The bill will now move to the full House of Representatives for a vote. A similar bill, S. 1115, awaits committee action in the Senate.
“This is an exciting step in a long journey for this important bill to become law,” said Diane Randall, FCNL Executive Secretary. “We must work to prevent genocide and mass atrocities from happening again.”
The bill, in recognition of Holocaust survivor Elie Wiesel, ensures coordination among U.S. government departments to prevent global atrocities from occurring and requires training for Foreign Service Officers to identify early warning signs of genocide. It also requires the president to update Congress on measures to mitigate violence in specific countries, funding related to conflict prevention initiatives, and a global assessment of instability, conflict, and atrocities.
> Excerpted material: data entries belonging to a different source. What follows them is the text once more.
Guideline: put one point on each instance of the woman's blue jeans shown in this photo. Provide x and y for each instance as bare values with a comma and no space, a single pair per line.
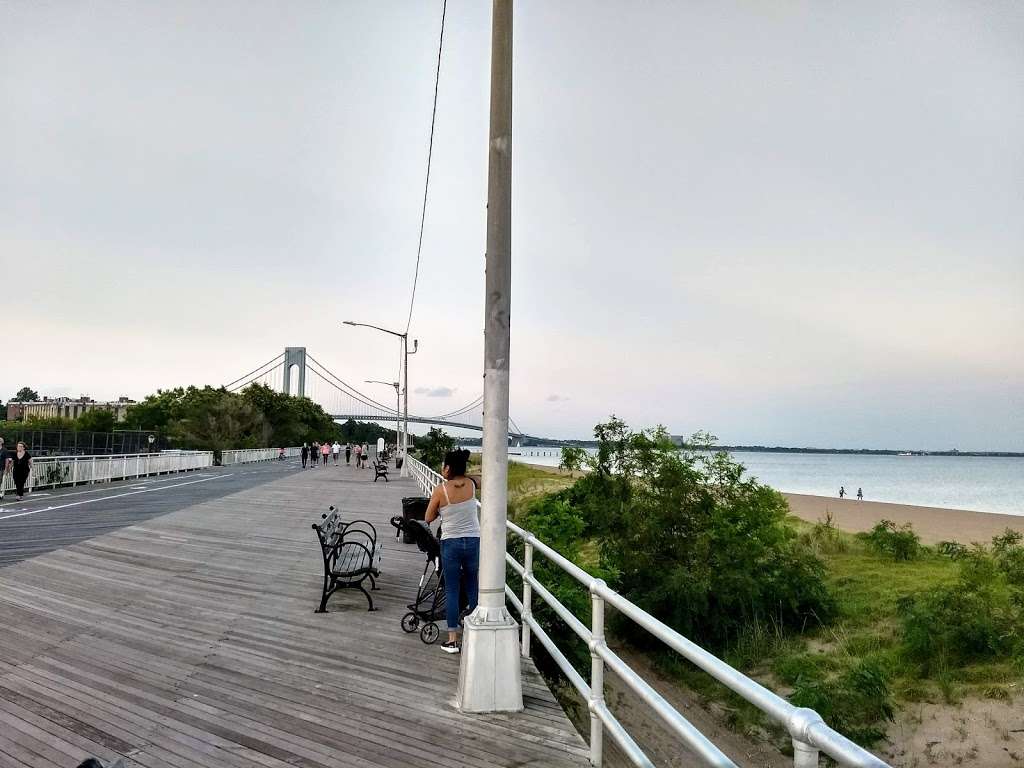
461,562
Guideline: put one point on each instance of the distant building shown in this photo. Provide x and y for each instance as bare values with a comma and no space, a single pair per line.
66,408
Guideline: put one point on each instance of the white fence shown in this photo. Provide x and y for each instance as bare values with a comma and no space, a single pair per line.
72,470
248,456
808,731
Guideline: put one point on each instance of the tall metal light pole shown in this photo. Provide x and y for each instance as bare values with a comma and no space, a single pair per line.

House Members Ann Wagner (R-MO), Joe Crowley (D-NY), and Eliot Engel (D-NY) introduced this humanitarian legislation in June 2017. There is strong bipartisan support for the bill with 115 co-sponsors. As the full House prepares to vote on H.R. 3030, a companion bill (S. 1158) is also beginning to move in the Senate.
The Elie Wiesel Genocide and Atrocities Prevention Act is the product of nearly a decade of work by FCNL and a broad coalition of government, humanitarian, human rights, and development organizations that are seeking to move the U.S. from fighting wars to preventing them.
“We thank all the 115 co-sponsors of this bipartisan bill and encourage all members of the House to swiftly support this critical legislation,” said Theo Sitther, FCNL’s Legislative Secretary for Peacebuilding Policy. “Amid the multiple incidents of global violence occurring every day, the question is not whether risks of future atrocities exist, but what Congress can do to mitigate these risks.”